Shakespeare's Tempest is set on a magical island. Lloyd stages her version in a women’s prison. Any island is a kind of prison, and the layers of meaning here continue to pile up. Just when the inmates (and we) are totally engaged, believing every hip drop of the sprite Ariel’s magic, the realities of prison life — guards, loud sirens, cells, uniforms — break in and the inmates have to shut up, line up, and clean up until the guards leave again and the magic continues. We swerve from world to world to world. By the end, the players that long for their freedom (Ariel, Caliban) are literally set free: we see them escorted out of jail.
Where are we? The dualities explored in this play — perception / reality, freedom / bondage, master / slave, reality / fancy, loyalty / treachery — must be re-thought when every player is un-free, a slave of sorts, living in the un-reality of the modern industrial prison complex. In this play within a play within a prison, questions keep multiplying: What is played? Who is played? Who is really master? Prospero? The guard barking the orders? To say nothing of untangling the gender knot Lloyd tied by casting all women in a romance that was written with only one female character.

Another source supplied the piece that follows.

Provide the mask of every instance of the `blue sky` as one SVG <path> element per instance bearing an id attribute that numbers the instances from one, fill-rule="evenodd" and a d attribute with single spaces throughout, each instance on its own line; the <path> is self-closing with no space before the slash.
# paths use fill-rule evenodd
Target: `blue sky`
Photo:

If you are in New York, the show runs until February 19. Don’t miss it.
3. SWIRLING IN THE EDDY OF TIME: A photograph by Augustus Frederick Sherman at the Met
A week ago, in the churn of President Trump’s chaotic, ill-conceived executive order banning all refugees and citizens from seven Muslim-majority countries, I went on one of my usual walkabouts at the Metropolitan Museum of Art. With no particular destination in mind, I just wanted to be surrounded by 5000 years of art.

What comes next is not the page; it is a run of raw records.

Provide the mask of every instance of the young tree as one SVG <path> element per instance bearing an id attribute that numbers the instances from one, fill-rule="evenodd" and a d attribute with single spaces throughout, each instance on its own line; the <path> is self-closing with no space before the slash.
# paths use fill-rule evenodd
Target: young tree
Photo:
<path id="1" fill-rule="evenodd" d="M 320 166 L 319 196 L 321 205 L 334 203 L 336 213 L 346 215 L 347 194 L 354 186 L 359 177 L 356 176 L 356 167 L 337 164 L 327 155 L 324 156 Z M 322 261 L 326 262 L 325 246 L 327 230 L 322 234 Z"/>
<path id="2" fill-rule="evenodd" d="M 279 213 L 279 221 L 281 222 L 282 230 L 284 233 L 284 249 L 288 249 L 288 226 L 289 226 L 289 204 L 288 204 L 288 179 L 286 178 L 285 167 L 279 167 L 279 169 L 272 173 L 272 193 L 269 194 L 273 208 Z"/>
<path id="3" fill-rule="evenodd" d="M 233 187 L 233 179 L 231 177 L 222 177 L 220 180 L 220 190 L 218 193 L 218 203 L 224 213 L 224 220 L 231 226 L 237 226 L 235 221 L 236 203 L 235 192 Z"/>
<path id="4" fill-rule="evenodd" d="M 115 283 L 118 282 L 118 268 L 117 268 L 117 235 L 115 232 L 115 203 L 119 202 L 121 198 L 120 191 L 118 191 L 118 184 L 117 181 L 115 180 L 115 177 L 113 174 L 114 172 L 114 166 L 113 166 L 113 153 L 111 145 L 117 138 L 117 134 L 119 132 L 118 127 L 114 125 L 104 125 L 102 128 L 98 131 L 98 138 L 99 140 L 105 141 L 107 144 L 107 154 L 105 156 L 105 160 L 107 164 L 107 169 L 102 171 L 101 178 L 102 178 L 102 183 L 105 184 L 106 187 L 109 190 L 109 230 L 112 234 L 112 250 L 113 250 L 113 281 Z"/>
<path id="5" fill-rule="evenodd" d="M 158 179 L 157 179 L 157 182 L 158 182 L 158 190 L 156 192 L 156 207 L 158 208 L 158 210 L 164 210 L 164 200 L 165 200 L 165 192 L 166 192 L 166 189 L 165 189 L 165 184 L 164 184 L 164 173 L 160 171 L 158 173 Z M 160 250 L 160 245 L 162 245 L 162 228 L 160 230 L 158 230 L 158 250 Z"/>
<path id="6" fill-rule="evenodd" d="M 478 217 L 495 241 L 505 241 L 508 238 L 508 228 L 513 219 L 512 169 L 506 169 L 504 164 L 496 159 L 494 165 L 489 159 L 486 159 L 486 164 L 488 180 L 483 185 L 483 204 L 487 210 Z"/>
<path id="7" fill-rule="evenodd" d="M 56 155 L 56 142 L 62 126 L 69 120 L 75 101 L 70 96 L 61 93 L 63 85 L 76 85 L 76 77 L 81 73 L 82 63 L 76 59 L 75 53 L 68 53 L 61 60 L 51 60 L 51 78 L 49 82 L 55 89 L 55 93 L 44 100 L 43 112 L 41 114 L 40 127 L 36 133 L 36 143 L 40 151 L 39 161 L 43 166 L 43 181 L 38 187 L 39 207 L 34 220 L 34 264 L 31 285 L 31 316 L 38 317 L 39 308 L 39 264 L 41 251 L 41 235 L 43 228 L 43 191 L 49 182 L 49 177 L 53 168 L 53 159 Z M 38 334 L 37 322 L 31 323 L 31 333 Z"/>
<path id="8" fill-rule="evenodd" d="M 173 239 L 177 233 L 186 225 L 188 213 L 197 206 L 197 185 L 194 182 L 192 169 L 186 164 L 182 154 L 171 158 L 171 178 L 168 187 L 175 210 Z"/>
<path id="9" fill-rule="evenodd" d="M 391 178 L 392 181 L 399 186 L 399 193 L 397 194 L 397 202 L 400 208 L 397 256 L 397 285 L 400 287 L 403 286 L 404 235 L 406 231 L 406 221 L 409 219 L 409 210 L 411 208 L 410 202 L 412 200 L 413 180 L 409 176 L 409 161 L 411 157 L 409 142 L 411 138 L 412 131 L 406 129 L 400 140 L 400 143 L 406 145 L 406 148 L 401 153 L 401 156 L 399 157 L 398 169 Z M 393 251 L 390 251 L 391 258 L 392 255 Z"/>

On the second floor, on the right side of a narrow corridor leading from European Paintings 1250-1800 to 19th- and 20th-Century European Paintings, there is a wall dedicated to photographs. Only about eight or ten photos fit in this non-gallery. I always love to see what’s on view. This day, I paused at the first photograph and got stuck. After looking for many minutes, I nearly left the Met, feeling a kind of vertigo brought on by the confluence of current events and the events in a photograph from a hundred years ago.

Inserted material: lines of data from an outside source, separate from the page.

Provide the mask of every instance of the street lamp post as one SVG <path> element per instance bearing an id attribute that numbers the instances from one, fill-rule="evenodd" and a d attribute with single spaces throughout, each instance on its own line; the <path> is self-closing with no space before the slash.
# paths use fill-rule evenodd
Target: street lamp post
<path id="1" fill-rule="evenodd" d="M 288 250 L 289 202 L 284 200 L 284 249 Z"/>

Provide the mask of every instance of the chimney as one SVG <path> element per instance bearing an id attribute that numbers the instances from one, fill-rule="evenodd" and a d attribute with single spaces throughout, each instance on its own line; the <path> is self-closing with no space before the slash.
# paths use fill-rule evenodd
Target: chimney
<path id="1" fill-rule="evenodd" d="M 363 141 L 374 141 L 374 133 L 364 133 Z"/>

Here is what I saw: nine portraits arranged in a grid. They were made by Augustus Frederick Sherman sometime between 1905 and 1917.
Sherman was an American photographer who worked as an employee of the Executive Division of Immigration. He used his job to capture with utter clarity and respect the immigrants arriving at the great reception hall at Ellis Island in New York.
For 30 years, starting in 1880, the U.S. saw a staggering growth in annual immigration, nearly doubling from 450,000 to 880,000 arrivals. To contemplate the influx of this many immigrants in such a short time is almost nearly impossible for us. Sherman’s career coincided with this unprecedented time in the nation’s history; he had the position and the inclination to capture this tremendous spectacle.
During our un-presidented time in America, looking into the faces Sherman captured so openly, I felt sick to my stomach. I was looking back to the future: these are the people that made the country in which I now live, the country whose current President seems hell-bent on keeping people exactly like them out.
Look into their eyes. Look at their clothes, their hands, their postures. Imagine what they were thinking, what their worries were, their joys. Imagine what they left behind, what they were looking forward to, what they hoped they would find here. What is so different now? What would a modern Sherman capture? And where would he capture it? JFK? Many of us did imagine such things when President Trump signed his order. That’s why we’re outraged and saddened, writing letters, calling our officials, and donating to the ACLU. That’s why stumbling on this photograph at this moment was so chilling. Amidst 5000 years of art, I saw nine faces from a century ago reflecting the urgent questions of this very moment.